I am trying to list all the duplicate records in a table. This table does not have a Primary Key and has been specifically created only for creating a report to list out duplicates. It comprises of both unique and duplicate values.
The query I have so far is:
SELECT [OfficeCD]
,[NewID]
,[Year]
,[Type]
FROM [Test].[dbo].[Duplicates]
GROUP BY [OfficeCD]
,[NewID]
,[Year]
,[Type]
HAVING COUNT(*) > 1
This works right and gives me all the duplicates - that is the number of times it occurs.

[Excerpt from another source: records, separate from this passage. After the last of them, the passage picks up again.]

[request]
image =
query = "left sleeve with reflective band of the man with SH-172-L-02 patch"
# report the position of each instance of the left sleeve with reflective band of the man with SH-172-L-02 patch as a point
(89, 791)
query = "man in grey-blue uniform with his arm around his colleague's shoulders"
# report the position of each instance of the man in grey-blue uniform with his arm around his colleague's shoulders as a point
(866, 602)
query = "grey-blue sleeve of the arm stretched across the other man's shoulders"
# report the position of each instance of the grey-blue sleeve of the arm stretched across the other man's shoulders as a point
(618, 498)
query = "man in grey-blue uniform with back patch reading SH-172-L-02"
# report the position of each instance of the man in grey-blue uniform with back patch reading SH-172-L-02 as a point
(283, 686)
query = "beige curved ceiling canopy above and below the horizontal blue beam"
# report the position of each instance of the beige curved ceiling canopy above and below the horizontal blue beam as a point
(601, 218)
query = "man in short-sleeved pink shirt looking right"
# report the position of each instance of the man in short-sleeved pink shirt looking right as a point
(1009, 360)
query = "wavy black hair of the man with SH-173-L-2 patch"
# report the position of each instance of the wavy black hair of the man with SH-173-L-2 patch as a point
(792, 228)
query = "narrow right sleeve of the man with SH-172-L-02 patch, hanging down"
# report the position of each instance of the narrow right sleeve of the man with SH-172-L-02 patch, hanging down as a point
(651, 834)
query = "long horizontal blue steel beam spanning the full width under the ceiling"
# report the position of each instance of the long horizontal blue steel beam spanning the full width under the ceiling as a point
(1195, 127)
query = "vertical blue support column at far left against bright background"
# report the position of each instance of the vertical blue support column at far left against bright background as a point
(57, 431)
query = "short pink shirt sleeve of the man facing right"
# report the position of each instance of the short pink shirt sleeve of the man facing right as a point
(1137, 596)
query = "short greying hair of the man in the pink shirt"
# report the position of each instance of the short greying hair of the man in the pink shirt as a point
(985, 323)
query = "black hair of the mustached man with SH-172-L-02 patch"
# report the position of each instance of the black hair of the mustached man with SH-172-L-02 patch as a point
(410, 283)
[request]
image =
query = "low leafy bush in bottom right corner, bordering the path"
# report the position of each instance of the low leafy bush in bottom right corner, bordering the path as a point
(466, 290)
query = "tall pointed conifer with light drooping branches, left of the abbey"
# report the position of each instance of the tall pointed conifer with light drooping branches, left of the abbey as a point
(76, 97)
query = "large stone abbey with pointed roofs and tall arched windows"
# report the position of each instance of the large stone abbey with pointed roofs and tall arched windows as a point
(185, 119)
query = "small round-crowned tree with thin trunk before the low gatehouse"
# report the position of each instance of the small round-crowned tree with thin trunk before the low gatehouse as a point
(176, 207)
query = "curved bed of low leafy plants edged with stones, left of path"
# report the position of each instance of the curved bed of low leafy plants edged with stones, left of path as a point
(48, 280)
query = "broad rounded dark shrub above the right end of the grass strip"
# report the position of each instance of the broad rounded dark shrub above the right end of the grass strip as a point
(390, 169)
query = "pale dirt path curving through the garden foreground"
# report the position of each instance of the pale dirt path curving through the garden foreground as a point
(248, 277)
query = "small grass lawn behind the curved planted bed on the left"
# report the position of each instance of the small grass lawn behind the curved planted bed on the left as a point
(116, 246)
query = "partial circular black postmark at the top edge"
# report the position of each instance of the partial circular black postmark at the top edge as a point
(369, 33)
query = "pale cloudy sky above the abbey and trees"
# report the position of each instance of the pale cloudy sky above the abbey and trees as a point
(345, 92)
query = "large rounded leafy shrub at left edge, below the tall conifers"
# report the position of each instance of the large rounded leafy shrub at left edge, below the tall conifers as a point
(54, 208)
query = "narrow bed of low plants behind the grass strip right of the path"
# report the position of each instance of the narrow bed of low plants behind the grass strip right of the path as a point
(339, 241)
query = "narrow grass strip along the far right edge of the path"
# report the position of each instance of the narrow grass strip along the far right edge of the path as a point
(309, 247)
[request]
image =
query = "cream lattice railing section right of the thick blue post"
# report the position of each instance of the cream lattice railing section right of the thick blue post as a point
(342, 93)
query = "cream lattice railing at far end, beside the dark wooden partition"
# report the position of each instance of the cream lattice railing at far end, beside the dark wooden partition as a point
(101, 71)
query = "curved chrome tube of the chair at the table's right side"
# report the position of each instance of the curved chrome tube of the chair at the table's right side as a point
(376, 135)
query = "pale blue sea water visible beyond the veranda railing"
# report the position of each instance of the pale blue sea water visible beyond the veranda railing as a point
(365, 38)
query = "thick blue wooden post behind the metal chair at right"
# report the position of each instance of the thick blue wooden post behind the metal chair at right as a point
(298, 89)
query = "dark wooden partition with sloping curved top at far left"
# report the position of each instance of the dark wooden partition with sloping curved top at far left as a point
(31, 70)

But I want to display all the values in my report of all the columns. How can I do that without querying for each record separately?
For example:
Each table has 10 fields and [NewID] is the field which is occuring multiple times.I need to create a report with all the data in all the fields where newID has been duplicated.
Please help.
Thank you.
You need a subquery:
SELECT * FROM yourtable
WHERE NewID IN (
SELECT NewID FROM yourtable
GROUP BY OfficeCD,NewID,Year,Type
HAVING Count(*)>1
)
Additionally you might want to check your tags: You tagged mysql, but the Syntax lets me think you mean sql-server
Try this:
SELECT * FROM [Duplicates] WHERE NewID IN
(
SELECT [NewID] FROM [Duplicates] GROUP BY [NewID] HAVING COUNT(*) > 1
)
select d.*
from Duplicates d
inner join (
select NewID
from Duplicates
group by NewID
having COUNT(*) > 1
) dd on d.NewID = dd.NewID